CSX’s freight volumes in week 50
Jacksonville-based Eastern US rail giant CSX (CSX) has lost volumes to rival Norfolk Southern (NSC) in 2017. This was the result of CSX’s shift towards its precision schedule railroading model earlier this year. In the week ended December 16, 2017, the company carload change trended into negative territory. In that week, CSX’s carload traffic fell 1.4%. The company hauled ~70,200 carloads compared with ~71,200 carloads in the 50th week of 2016.
Much of the carload fall was attributed to the decline in coal and coke carloads. These carloads were down 6.1% to around 17,800 units from nearly 19,000 units in week 50 of last year. However, the carloads excluding coal and coke were marginally up by 0.3% totaling 52,400 units in the reported week. Compared with US railroads’ volume gain, CSX reported shipment loss in week 50 this year.
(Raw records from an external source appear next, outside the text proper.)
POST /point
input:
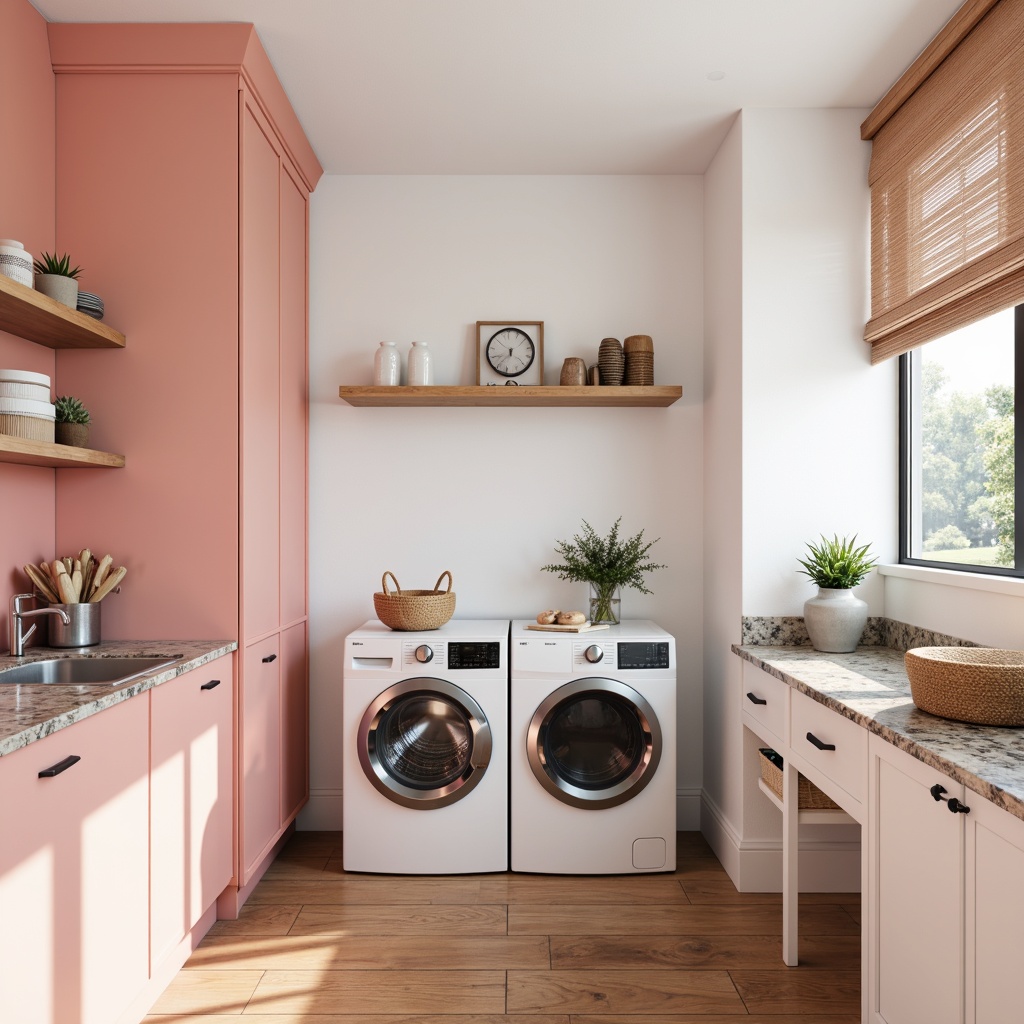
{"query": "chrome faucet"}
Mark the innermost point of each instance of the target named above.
(17, 638)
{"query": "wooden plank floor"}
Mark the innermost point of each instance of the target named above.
(315, 944)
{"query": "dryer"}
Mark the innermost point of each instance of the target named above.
(593, 750)
(425, 749)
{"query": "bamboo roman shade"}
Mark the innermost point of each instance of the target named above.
(947, 188)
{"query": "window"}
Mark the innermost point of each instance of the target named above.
(957, 448)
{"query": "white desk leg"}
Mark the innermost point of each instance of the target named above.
(791, 863)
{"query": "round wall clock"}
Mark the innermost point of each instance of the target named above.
(510, 352)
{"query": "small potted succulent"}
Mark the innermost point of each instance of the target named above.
(57, 279)
(836, 619)
(607, 564)
(72, 421)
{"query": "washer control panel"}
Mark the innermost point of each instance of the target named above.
(634, 654)
(474, 654)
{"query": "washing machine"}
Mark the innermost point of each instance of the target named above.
(593, 750)
(425, 749)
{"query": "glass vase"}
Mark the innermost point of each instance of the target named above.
(604, 603)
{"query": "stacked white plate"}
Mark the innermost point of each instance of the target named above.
(26, 410)
(91, 305)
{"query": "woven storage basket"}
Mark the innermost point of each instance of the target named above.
(983, 685)
(415, 609)
(810, 798)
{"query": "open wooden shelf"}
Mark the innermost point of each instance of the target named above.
(549, 397)
(38, 317)
(26, 453)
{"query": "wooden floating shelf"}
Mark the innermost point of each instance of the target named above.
(38, 317)
(26, 453)
(497, 396)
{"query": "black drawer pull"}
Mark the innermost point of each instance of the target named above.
(811, 738)
(72, 759)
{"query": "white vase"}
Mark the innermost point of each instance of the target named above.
(58, 287)
(386, 365)
(420, 369)
(835, 620)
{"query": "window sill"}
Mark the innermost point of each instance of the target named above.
(950, 578)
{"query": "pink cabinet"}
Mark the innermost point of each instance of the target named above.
(75, 870)
(192, 787)
(206, 170)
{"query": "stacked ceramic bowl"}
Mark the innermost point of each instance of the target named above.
(15, 262)
(639, 351)
(26, 410)
(91, 305)
(610, 361)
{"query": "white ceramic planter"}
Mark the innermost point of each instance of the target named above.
(58, 287)
(835, 620)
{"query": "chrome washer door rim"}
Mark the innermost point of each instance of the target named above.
(610, 796)
(407, 796)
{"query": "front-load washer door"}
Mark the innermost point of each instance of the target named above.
(594, 742)
(424, 742)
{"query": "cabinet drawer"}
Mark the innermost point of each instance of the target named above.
(765, 700)
(838, 750)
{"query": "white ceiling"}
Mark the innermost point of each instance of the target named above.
(552, 86)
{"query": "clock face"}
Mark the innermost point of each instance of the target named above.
(510, 351)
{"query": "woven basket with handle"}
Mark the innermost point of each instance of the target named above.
(415, 609)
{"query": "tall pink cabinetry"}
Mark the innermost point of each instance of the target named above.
(182, 187)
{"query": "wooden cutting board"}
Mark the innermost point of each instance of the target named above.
(555, 628)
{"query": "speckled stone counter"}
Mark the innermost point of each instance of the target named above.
(29, 712)
(870, 687)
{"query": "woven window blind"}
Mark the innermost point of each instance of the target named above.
(947, 192)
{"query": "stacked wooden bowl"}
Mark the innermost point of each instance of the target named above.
(639, 353)
(610, 360)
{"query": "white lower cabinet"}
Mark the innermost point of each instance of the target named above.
(945, 912)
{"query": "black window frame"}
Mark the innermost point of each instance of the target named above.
(906, 466)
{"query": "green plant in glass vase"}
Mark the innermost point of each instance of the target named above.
(607, 563)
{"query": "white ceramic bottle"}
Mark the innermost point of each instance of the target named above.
(420, 369)
(386, 365)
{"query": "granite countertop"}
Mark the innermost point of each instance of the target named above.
(870, 687)
(32, 711)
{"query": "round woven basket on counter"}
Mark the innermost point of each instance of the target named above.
(415, 609)
(983, 685)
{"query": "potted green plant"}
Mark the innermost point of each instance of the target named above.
(72, 421)
(836, 617)
(57, 279)
(606, 563)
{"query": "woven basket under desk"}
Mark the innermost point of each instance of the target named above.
(810, 798)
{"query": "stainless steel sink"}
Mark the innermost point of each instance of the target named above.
(84, 671)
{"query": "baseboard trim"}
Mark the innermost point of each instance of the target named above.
(322, 813)
(756, 865)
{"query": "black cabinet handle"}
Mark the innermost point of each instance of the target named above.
(72, 759)
(817, 742)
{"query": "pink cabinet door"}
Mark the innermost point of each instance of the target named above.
(74, 870)
(259, 780)
(190, 822)
(260, 247)
(293, 400)
(294, 722)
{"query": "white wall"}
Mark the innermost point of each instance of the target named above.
(786, 199)
(486, 493)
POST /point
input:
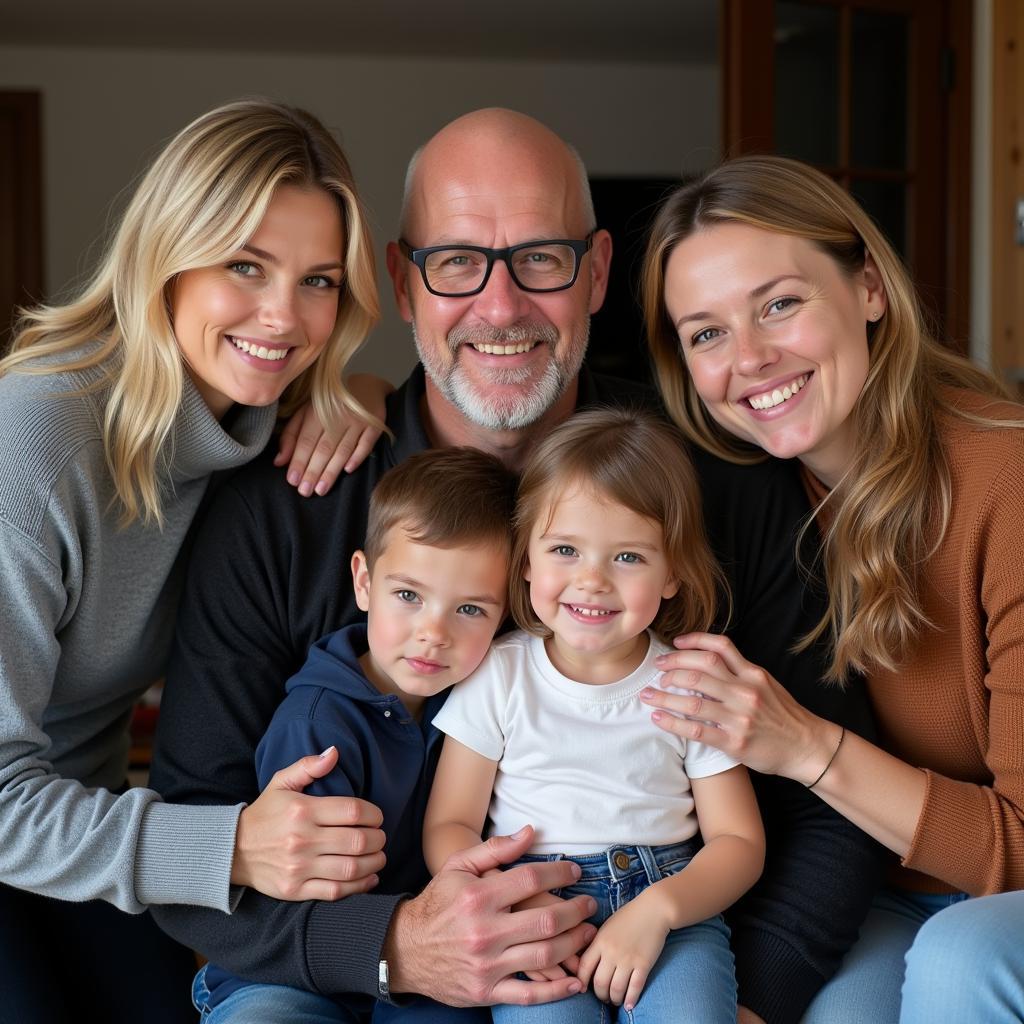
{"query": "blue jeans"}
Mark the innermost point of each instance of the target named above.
(927, 957)
(284, 1005)
(693, 980)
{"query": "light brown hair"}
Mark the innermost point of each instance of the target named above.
(204, 196)
(444, 498)
(639, 462)
(891, 509)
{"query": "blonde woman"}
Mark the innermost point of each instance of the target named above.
(238, 285)
(782, 323)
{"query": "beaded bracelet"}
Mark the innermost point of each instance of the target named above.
(842, 736)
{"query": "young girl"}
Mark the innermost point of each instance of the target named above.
(609, 563)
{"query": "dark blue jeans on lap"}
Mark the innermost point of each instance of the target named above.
(283, 1005)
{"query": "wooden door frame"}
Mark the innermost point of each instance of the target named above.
(26, 226)
(748, 116)
(1007, 323)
Ups and downs in carload commodity groups
CSX witnessed volume upside in these carload commodity groups:
- chemicals (DOW)
- crushed stone, sand, and gravel
- motor vehicles and parts (TM)
- primary metal products
Lower volumes were noted by the following carload commodity groups:
- grain mill products
- petroleum and petroleum products (UGAZ)
- pulp and paper products
- non-metallic minerals
CSX’s intermodal volumes
CSX reported a slight rise of 0.9% in the 50th week’s intermodal traffic. The railroad’s intermodal volumes were 55,000 containers and trailers in that week. Containers accounted for 95% of the company’s intermodal traffic mix, while trailers accounted for the remaining portion. Container traffic expanded 0.6%, whereas trailer volumes climbed 6.2% in the 50th week of 2017.
On the lines of carload growth, CSX’s intermodal volume gains too lagged behind the rise reported by US railroads.